I roll my eyes and grab a paper towel.
"I know you're not real," I tell him. "You're not the first not-real person I've seen—or fucked for that matter—and I'm sure you won't be the last."
"Is that what you think?" his muffled voice asks.
"Yep," I say, pulling a paper towel from the dispenser. "Pretty sure the real masked assholes aren't allowed to talk, for one. And two, I was under the impression you all were a little stealthier than this. Chilling in a women's restroom? Really? Go fuck yourself, Bone Saw."
"I made you come. Hard."
"I wouldn't hallucinate sex that doesn't even get me off," I scoff. "I don't hate myself that much yet."
I toss the paper towel in the trash and leave the room, scolding myself for engaging with one of my delusions in public. If I want them to stop, this certainly isn't the way to do it. Maybe I should have specified that not only are hallucinations of my ex-lovers not to follow me home, but any and all hallucinations are unwelcome.
I slide into the booth across from Blakely and my mother. "Did I miss anything good?" I ask, taking a chip from the middle of the table and dipping it in the guacamole.
"You know what I just realized?" Mom asks. She and Blakely both have identical goofy-ass looks on their faces that weren't there before. I'm almost afraid to ask what I missed in the last five minutes.
"What?"
I reach for my margarita, but she pulls it away.
"This is your first drink!"
My eyes go wide. "I'm sorry—what?"
"Come on," she says. "Humor me. It's your firstlegaldrink since you turned twenty-one."
I mean, sure, I guess—if you don't count the half-fifth of whiskey I threw back and threw up last night.
"Okay, fine. It's my first drink—very thrilling. May I have it back now, please?"
"Not quite yet," she says. She and Blakely take out their phones just as a few restaurant employees gather around the table and one places a sombrero on my head.
God damn it.
As they sing "Feliz Cumpleaños," my mom slides the margarita back to my side of the table, recording on her phone as I take my "first legal drink," downing nearly half in one go in an attempt to drown the embarrassment.
They're doing this to make me feel included—to make me feel like I belong—but they don't know me at all. And if you have to try to make space for someone—if you have to go out of your way and even then you have no idea how to do it, then maybe they just don't fit.
That's what's happening here. I'll never fit.

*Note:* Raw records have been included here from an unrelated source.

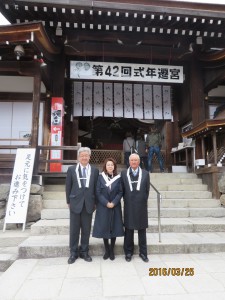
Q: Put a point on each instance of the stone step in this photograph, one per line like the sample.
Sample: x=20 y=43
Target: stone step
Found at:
x=61 y=226
x=9 y=241
x=182 y=194
x=171 y=176
x=57 y=246
x=217 y=212
x=172 y=203
x=154 y=181
x=188 y=194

It's nothing I didn't already know, but still, when I left Rancho San Flores, a part of me did believe I could make it work.I thought maybe I could twist and bend my pieces until they snapped, and I'd fit into this box marked "normal" and find a way to be happy there.
After all, people in the box marked "normal" don't get high and kill people. They don't get duped by some psychotic rockstar douchebag into joining a cult and believing they're in love only to end up face down in the dirt alone or in jail.
Now, the thought of fitting in that box makes my throat close up; I can't breathe. And in case I needed one more reminder of just how far from normal I am, the masked man leaning against the doorframe of the darkened hallway across the room salutes me like an asshole.
I think I'm having a panic attack.
They finally finish singing and leave the table, and I go for my drink again, but my airway is so closed up at this point that I choke on it and end up spitting it back onto the table. I drop my face into my hands and try to will myself to suck in air.
"Whoa," Blakely says. "It's been a while since you had a drink—maybe slow down a little bit. You're not partying with rockstars; this is lunch with your mom."
"Jesus, Blakely, do you have to bring them up?" Mom asks, shaking her head.
I need help. Can't they see I need help?
I look up at my mother, hoping my eyes will convey the message, and her jaw drops.